Opinion polls published before a blackout on September 1 showed Karamanlis's New Democracy leading the opposition PASOK party of George Papandreou by between one and two percentage points.

But both parties seem unlikely to be able to secure enough votes to form a government.
 
Papandreou has not ruled out forming a coalition with other parties but Karamanlis has suggested that Greece would be heading for another election if he did not win a strong mandate.

The far-right Popular Orthodox Rally could enter parliament for the first time and end up acting as a powerbroker.

Political atmosphere

Youth perspective

Harris Tsitsopoulous talks about student concerns

"When the prime minister called for these early elections just one month ago, he and all of his supporters were very confident of victory," Barnaby Phillips, Al Jazeera's correspondent in Athens, said.

"But the fires have changed the political atmosphere in Greece and now the outcome is very uncertain."

The two main parties have pledged to create jobs, improve standards of living and shore up an ailing pension system in the country which is the second poorest in the euro zone.

Karamanlis has been praised by the European Union for cutting deficits and turning around Greece's economy and he has vowed to push on with the reforms the country needs to catch up with its euro zone partners.

Despite this, Greek per capita gross domestic product (GDP) is the lowest in the zone next to Portugal's and 20 per cent of the population live below the poverty line.

Election apathy

But for villagers in the Peloponesse archipelago, one of the areas worst-hit by the blazes that torched homes, farms, olive groves and vineyards, it matters little who wins on Sunday.

"We have been burnt here, we can't even think of elections," Dimos Vlachos said in Makistos village, where his wife was among seven people who died.
"We have been burnt here, we can't even think of elections"

Dimos Vlachos,
Pelponnese villager
"We don't see or feel the elections. We are in limbo here."

The government handed out immediate compensation of about $4,000 for each victim but locals say there are many who are still too shocked to lodge their claims.

The government also outlined a reconstruction programme for the regions affected by the fires. Some victims fear a change of government could mean these pledges are ignored.

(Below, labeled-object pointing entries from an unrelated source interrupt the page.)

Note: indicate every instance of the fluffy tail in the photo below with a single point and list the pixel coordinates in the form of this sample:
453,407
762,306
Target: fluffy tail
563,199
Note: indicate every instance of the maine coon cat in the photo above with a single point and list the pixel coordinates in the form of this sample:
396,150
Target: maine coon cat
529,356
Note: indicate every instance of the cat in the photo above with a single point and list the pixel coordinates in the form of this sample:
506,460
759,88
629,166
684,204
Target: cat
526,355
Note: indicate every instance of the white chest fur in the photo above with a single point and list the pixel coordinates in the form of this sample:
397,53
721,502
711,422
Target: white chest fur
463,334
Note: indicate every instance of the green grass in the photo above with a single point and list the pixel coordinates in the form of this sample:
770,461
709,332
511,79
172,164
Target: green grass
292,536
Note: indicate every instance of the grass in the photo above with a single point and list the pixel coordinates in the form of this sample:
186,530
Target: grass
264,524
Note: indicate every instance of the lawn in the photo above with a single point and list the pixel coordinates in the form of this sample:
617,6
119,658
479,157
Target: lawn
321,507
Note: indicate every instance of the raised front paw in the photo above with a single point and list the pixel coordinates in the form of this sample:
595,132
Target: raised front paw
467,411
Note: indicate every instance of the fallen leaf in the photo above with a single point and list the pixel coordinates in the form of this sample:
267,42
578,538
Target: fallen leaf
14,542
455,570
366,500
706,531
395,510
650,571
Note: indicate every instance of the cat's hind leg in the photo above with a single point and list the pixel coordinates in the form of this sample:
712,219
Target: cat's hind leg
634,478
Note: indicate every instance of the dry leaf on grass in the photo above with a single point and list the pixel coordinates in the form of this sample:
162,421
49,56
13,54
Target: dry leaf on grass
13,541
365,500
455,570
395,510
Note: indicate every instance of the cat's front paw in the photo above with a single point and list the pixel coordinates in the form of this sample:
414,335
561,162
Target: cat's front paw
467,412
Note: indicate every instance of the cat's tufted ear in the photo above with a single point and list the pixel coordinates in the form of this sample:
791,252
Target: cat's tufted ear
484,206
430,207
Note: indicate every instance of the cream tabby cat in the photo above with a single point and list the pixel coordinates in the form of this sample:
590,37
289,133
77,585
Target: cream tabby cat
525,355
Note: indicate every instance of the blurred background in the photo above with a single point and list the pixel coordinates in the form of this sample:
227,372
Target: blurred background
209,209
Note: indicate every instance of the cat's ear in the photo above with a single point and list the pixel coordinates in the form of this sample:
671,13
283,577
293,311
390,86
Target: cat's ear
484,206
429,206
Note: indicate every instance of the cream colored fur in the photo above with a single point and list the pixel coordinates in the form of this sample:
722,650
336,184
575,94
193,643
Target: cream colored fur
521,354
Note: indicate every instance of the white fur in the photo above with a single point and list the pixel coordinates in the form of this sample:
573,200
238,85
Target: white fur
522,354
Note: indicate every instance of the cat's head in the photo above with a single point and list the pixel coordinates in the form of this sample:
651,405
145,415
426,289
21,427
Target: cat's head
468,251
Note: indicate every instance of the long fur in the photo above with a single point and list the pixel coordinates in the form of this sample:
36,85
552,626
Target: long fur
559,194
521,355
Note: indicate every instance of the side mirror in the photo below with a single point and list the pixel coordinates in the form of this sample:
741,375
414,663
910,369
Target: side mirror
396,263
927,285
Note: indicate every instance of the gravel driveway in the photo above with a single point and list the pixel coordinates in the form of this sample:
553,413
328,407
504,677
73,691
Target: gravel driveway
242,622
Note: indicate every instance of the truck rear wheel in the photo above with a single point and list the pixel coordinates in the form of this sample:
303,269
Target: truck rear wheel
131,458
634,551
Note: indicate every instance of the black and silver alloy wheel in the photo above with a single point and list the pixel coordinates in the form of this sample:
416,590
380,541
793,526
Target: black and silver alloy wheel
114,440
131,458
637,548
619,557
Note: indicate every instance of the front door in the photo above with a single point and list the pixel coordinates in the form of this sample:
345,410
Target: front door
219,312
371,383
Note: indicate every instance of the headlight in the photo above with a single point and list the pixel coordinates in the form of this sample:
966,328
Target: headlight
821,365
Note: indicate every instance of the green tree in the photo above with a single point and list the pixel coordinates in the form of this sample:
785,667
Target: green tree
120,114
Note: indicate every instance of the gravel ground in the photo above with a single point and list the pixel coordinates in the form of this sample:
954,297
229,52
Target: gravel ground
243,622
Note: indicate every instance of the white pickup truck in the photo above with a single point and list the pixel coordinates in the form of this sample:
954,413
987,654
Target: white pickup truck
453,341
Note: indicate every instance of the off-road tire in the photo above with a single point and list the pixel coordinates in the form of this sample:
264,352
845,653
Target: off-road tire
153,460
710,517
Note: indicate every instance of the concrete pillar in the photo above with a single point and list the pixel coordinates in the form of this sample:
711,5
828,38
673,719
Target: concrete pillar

"I want the same government again because if things change again, with what we have already suffered, it will set us back even further," Asimo Bourouyanopoulou in the village of Artemida, told Reuters news agency.

More than 9.8 million people are eligible to vote Sunday, out of a population of 11.4 million, in Greece's 12th parliamentary election since democracy was restored in 1974 following a military dictatorship.
 
Nearly 500,000 are first-time voters.